There are any number of ways to look at the New York Mets in 2023, but the one that will linger is how they turned Steve Cohen's dreams of winning a World Series for his father-in-law into three prospects and $110 million in future salaries to two guys who aren't even Mets any more. That, children, is elite level financial planning, with the two main tools being tall buildings and open windows.
In the last several days, Cohen's two splashiest signings as the Mets' owner and the keeper of Comrade Roth's most benighted hallucinations, Max Scherzer and Justin Verlander, have been turned into de facto Texans—Scherzer as a Ranger and Verlander as an Astro. So eager, in fact, were the Mets to decouple themselves from Cohen's signature acquisitions that they convinced Cohen to pay the pitchers that much money to be ex-Mets in the future.
It's a lesson all owners learn face-first—the splashiest signings usually imply nothing but wet clothes and ruined backyard furniture. Cohen, whose business dealings have occasionally come with a measure of legal and ethical shithousery, just found out the hard way that 40-year-old pitchers do not come with receipts, and unless the three young'uns they got in the Scherzer and Verlander deals, plus the two teenagers they got from Miami for 38-year-old reliever David Robertson last week, are all future Elly De La Cruzes, Cohen learned the expensive lesson that money certainly IS an object after all. In all, they moved six veterans for eight futures and bought the rights to a better farm system.
There is, of course, no greater love than that of a billionaire who needs people to see him burning money, but that stops being such a hoot when the hauling charge to be rid of those fun acquisitions hits nine digits. Cohen, whose early M.O. is as America's answer to the Saudi PIF fund, will have a much harder time convincing himself that Drew Gilbert, Ryan Clifford and Luisangel Acuña were worth the $110 million he will throw at Scherzer and Verlander just to be rid of them. They may bring him to a new realization about how to build a team, but prospects are so much less exact than just negotiating deals by saying, You sure you don't want more? Buying long resumes with humans attached to the paperwork is so much easier and so much less fuss, but only the one time.

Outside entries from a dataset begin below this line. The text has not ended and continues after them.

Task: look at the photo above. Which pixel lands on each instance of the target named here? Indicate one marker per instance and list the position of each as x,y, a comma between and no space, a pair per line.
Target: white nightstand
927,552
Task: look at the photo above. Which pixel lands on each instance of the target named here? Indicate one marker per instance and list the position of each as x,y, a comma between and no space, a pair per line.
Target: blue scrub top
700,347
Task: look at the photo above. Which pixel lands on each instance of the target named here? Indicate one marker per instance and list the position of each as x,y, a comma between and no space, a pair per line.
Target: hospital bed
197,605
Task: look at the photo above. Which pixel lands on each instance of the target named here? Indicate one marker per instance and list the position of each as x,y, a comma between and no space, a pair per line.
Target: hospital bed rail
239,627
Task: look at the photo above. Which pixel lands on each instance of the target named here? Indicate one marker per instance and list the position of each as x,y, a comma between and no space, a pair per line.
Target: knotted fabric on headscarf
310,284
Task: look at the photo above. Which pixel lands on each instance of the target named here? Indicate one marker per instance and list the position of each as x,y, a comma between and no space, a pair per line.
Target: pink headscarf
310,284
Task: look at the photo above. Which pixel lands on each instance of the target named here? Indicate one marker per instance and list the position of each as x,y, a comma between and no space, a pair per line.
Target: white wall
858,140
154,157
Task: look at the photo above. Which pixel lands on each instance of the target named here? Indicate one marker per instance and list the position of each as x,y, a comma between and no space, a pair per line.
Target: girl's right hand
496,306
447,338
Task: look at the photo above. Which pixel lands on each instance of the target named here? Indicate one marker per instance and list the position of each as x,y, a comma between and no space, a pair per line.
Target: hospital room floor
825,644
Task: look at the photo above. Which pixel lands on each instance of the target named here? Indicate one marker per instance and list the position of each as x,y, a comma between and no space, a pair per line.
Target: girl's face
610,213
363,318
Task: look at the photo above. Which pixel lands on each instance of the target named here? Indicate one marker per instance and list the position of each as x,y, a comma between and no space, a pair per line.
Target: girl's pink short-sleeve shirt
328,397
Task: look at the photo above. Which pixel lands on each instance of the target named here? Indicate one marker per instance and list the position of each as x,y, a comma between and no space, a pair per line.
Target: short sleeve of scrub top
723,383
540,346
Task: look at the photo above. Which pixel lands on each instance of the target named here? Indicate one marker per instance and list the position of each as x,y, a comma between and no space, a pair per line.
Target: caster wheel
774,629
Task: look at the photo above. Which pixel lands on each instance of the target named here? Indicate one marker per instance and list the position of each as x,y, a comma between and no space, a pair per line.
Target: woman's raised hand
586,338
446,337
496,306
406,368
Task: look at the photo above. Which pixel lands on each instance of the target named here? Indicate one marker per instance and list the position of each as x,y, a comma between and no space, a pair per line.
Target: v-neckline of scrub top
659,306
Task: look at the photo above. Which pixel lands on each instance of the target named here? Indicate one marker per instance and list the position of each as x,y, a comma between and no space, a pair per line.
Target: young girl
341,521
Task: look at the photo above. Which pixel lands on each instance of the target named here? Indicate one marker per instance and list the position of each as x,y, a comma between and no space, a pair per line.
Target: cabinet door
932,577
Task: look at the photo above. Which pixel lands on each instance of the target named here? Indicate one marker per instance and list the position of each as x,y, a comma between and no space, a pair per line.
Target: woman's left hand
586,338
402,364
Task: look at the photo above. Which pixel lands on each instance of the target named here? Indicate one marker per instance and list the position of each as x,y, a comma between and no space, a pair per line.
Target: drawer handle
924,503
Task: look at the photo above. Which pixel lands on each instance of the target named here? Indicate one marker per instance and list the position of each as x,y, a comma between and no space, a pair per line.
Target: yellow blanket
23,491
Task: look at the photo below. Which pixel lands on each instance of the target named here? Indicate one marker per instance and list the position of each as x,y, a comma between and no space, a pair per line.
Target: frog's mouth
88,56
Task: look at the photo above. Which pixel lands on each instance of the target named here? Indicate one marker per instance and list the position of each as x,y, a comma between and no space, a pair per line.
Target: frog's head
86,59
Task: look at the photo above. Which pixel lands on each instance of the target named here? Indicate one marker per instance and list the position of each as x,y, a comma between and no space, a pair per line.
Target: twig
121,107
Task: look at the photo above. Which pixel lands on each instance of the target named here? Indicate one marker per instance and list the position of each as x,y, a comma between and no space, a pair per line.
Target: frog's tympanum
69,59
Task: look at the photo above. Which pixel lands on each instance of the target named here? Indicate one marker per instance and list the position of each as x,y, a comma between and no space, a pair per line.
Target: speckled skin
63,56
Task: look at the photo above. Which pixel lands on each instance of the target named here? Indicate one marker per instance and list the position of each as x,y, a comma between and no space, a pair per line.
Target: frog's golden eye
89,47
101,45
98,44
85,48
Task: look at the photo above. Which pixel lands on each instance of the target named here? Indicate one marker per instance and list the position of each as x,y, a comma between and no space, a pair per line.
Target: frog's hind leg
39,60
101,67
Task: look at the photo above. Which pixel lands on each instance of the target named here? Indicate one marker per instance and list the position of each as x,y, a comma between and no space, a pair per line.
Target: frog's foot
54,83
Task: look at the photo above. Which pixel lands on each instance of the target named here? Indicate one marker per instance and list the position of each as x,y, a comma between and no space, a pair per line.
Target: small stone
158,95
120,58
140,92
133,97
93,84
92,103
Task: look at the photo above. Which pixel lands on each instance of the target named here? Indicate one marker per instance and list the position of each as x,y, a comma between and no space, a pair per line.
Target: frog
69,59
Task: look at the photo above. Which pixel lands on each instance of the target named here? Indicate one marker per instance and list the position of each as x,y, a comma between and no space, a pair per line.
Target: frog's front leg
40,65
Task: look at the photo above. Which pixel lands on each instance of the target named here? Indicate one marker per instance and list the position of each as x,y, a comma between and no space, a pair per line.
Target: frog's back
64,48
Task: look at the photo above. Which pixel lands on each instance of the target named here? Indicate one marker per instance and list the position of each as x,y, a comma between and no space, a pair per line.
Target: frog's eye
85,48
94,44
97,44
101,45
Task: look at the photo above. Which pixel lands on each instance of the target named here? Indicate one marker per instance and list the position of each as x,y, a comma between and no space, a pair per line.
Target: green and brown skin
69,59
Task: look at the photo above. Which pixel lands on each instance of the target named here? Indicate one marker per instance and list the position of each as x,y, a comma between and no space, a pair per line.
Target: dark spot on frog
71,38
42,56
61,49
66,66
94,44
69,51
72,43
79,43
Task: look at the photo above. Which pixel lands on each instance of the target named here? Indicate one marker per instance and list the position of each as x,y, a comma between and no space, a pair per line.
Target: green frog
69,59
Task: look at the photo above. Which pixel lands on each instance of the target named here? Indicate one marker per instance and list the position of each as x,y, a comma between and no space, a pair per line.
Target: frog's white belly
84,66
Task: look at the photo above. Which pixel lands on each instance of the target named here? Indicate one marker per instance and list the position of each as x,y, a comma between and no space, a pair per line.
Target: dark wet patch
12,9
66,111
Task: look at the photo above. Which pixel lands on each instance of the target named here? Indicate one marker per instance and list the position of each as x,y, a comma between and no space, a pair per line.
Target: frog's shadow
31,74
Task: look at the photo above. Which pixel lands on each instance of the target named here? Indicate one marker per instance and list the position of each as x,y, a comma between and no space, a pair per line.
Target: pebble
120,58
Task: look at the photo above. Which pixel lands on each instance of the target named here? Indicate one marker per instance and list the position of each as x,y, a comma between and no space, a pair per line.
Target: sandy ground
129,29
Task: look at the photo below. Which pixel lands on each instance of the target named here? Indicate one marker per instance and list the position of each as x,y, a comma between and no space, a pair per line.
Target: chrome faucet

Cohen now begins the transition to the next phase of his ownership, the one in which he decides not to be Santa Claus in February and stops fretting about whether his father-in-law gets to ride in a parade before he turns in his paperwork. Max Scherzer already spilled the beans on that, telling The Athletic's Ken Rosenthal that he was told by GM Billy Eppler that the money faucet is being turned off, at least for the time being:
“I talked to Billy,” Scherzer told The Athletic. “I was like, ‘OK, are we reloading for 2024?’ He goes, ‘No, we’re not. Basically our vision now is for 2025-2026, ‘25 at the earliest, more like ‘26. We’re going to be making trades around that.’
“I was like, ‘So the team is not going to be pursuing free agents this offseason or assemble a team that can compete for a World Series next year?’ He said, ‘No, we’re not going to be signing the upper-echelon guys. We’re going to be on the smaller deals within free agency. ‘24 is now looking to be more of a kind of transitory year.'"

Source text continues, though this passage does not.